[Deep Learning] Semantic Segmentation - Research Ideas

note reference

1. Zhihu answer: How to go on with semantic segmentation
2. Detailed explanation of the core implementation of Swin Transformer, classic models can also be quickly tuned
4. Summary of how to find innovation points in the field of deep learning

As of 2020-5

find ideas-1

Link: https://www.zhihu.com/question/390783647/answer/1221984335

(1) Manually design the network structure -> NAS search;
(2) Fix the receptive field -> introduce spatial attention to automatically adjust the receptive field;
(3) The effect cannot be improved -> change the way of thinking and do real-time segmentation to compare the results;
(4 ) ) Supervised is too popular -> Introduce weak supervision (GAN, knowledge distillation, ...) + trick = almost the same score; (
5) DNN is too boring, integrate some traditional visual methods into end-to-end training;
(6) CNN is too monotonous, so cooperate with GCN to create some suspense;
(7) Think 2D is too low, switch to 3D point cloud segmentation;
(8) Do more CNN routines in Transformer;

Feel too lazy? Building blocks piled up: A+B, A+B+C, A+B+C+D,…

Building block summary:
A-Attention mechanism: SE ~ Non-local ~ CcNet ~ GC-Net ~ Gate ~ CBAM ~ Dual Attention ~ Spatial Attention ~ Channel Attention [as long as you can master the four major addition, multiplication, parallel, and serial rules, plus knowing a little basic matrix operation rules (such as: HW * WH = HH) and sigmoid/softmax operations, then you can generate many kinds of attention mechanisms at will]

B-convolution structure: Residual block ~ Bottle-neck block ~ Split-Attention block ~ Depthwise separable convolution ~ Recurrent convolution ~ Group convolution ~ Dilated convolution ~ Octave convolution ~ Ghost convolution ~ ... [Just replace the original convolution block and you
're done

C-Multi-scale module: ASPP ~ PPM ~ DCM ~ DenseASPP ~ FPA ~ OCNet ~ MPM...
[ Comprehend the two modules of ASPP and PPM well, make more/reduce a few branches, change the parallel connection into series or series-parallel combination, Do some weighting for each branch, and then combine some attention or replace convolution to assemble hundreds of new structures ]

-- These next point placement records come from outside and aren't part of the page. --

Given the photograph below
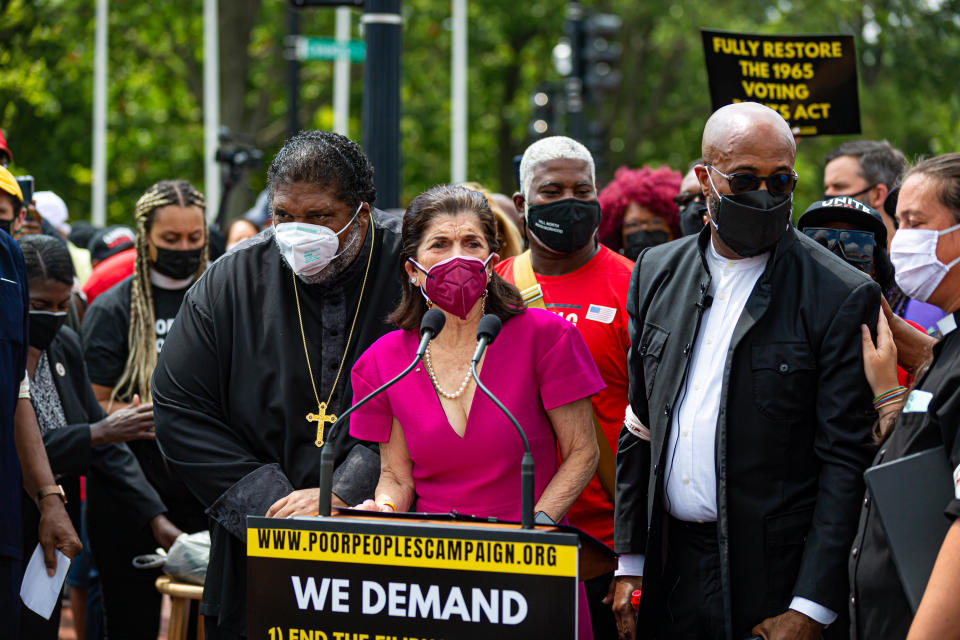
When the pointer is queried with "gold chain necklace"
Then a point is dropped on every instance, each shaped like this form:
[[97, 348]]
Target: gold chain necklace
[[321, 417]]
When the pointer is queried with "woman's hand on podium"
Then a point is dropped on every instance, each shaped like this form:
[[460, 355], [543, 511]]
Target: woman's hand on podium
[[304, 502], [621, 589], [381, 504]]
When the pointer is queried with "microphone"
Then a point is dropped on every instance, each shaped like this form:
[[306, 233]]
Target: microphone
[[487, 332], [430, 327]]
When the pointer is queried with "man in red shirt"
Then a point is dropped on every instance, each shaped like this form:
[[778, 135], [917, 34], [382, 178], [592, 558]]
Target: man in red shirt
[[113, 254], [568, 272]]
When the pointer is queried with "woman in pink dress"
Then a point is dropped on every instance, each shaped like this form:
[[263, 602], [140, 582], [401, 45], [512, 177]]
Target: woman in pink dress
[[444, 445]]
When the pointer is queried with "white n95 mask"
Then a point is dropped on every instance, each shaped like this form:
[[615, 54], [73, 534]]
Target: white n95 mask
[[913, 253], [309, 248]]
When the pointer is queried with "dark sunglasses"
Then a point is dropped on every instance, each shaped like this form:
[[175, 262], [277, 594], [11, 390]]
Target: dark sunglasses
[[778, 183], [685, 198], [856, 247]]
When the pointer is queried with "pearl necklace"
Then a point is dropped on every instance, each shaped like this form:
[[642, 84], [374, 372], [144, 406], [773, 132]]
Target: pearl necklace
[[428, 363]]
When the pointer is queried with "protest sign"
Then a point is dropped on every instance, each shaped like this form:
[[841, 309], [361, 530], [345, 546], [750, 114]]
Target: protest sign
[[348, 579], [811, 80]]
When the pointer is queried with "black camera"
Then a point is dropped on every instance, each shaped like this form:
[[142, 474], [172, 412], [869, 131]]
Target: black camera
[[237, 152]]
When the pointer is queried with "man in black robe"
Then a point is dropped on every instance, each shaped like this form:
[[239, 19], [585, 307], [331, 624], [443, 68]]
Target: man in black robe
[[237, 414]]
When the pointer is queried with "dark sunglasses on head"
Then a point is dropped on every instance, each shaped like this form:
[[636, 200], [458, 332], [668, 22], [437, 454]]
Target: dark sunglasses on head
[[777, 183], [856, 247], [685, 198]]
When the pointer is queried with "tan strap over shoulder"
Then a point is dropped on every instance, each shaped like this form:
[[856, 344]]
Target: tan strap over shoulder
[[532, 294]]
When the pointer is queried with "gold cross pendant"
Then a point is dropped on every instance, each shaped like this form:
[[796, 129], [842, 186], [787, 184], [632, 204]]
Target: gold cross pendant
[[321, 418]]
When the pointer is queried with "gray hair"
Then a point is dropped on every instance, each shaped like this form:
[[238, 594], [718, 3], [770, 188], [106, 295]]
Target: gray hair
[[880, 161], [552, 148]]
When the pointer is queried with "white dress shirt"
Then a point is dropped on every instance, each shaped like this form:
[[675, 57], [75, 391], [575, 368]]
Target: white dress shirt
[[690, 463], [690, 468]]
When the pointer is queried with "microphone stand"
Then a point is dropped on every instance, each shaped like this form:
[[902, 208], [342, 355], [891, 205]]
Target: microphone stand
[[327, 453], [526, 465]]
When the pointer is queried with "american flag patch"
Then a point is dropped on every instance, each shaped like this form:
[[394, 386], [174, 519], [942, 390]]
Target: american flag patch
[[601, 314]]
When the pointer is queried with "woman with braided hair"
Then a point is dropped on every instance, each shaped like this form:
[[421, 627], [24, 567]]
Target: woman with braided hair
[[123, 332]]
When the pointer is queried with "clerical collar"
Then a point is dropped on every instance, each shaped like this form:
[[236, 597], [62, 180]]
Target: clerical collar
[[715, 260], [157, 279]]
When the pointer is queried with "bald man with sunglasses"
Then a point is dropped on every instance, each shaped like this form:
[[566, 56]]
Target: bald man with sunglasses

D-损失函数:Focal loss ~ Dice loss ~ BCE loss ~ Wetight loss ~ Boundary loss ~ Lovász-Softmax loss ~ TopK loss ~ Hausdorff distance(HD) loss ~ Sensitivity-Specificity (SS) loss ~ Distance penalized CE loss ~ contour-aware Loss…

E-pooling structure: Max pooling ~ Average pooling ~ Random pooling ~ Strip Pooling ~ Mixed Pooling ~…

F-归一化模块:Batch Normalization ~Layer Normalization ~ Instance Normalization ~ Group Normalization ~ Switchable Normalization ~ Filter Response Normalization…

G-Learning decay strategy: StepLR ~ MultiStepLR ~ ExponentialLR ~ CosineAnnealingLR ~ ReduceLROnPlateau ~…

H-optimization algorithm: BGD ~ SGD ~ Adam ~ RMSProp ~ Lookahead ~…

I-Data enhancement: horizontal flip, vertical flip, rotation, translation, scaling, cropping, erasing, reflection transformation ~ brightness, contrast, saturation, color dithering, contrast transformation ~ sharpening, histogram equalization, Gamma enhancement, PCA whitening , Gaussian noise, GAN ~ Mixup

J-Backbone Networks: LeNet ~ ResNet ~ DenseNet ~ VGGNet ~ GoogLeNet ~ Res2Net ~ ResNeXt ~ InceptionNet ~ SqueezeNet ~ ShuffleNet ~ SENet ~ DPNet ~ MobileNet ~NasNet ~ DetNet ~ EfficientNet ~ …

The best reference for the future plan trend of ps is to refer to the semantic segmentation process of the human brain. It feels that the human brain first judges the mode and then divides it. In this way, the prior brought by the judgment result is introduced during the segmentation.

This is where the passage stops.